I finally moved away from using truecrypt to store all my passwords. Now, I'm using the linux tool, https://gnupg.org/.
I put together a simple set of scripts to make the encrypting / decrypting quick and easy. I'm sharing in case someone finds this handy. AFAIK, most linux distros include gpg so you shouldn't need to install anything.
Password management should be simple and follow Unix philosophy. With pass, each password lives inside of a gpg encrypted file whose filename is the title of the website or resource that requires the password. These encrypted files may be organized into meaningful folder hierarchies, copied from computer to computer, and, in general, manipulated using standard command line file management utilities.
pass makes managing these individual password files extremely easy. All passwords live in ~/.password-store, and pass provides some nice commands for adding, editing, generating, and retrieving passwords. It is a very short and simple shell script. It's capable of temporarily putting passwords on your clipboard and tracking password changes using git.

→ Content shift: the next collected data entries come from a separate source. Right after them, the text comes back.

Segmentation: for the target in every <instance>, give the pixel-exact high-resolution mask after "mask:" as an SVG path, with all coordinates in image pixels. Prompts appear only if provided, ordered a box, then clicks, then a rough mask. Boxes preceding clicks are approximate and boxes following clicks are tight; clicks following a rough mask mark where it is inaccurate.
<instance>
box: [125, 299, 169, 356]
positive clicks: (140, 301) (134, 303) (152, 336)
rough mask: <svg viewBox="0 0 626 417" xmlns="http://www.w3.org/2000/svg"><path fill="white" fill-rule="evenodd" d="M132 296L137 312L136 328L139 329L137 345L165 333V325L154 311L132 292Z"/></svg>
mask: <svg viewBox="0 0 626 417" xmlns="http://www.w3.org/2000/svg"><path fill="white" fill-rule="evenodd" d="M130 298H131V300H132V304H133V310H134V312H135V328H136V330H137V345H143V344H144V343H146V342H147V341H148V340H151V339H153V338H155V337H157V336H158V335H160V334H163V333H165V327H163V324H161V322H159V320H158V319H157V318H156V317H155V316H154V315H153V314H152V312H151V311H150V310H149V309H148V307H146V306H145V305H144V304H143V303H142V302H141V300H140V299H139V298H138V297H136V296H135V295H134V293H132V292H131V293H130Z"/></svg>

Whats your opinion on password managers out of curiosity? My memory is far to crap to remember complex passwords unfortunately. pass actually does a decent job I think. Simple, hook it to git you can sync it to other devices if required.
Well, I very much distrust any of those password managers that backup to the internet. I think a raw text file is going to be less prone to corruption than a saved binary structure that needs to be parsed.
With a simple text file you can clearly see everything that is there. You won't have loss from db corruption or failure to sanitize input.
The only exception to this is that I use chrome to keep track of low security passwords for some websites... (anything related to games, forums, etc) However, I never have it "keep track" of anything related to banking, credit cards, or taxes. EVER. I also have unique passwords for anything that involves sensitive data and all passwords are 12 characters or more.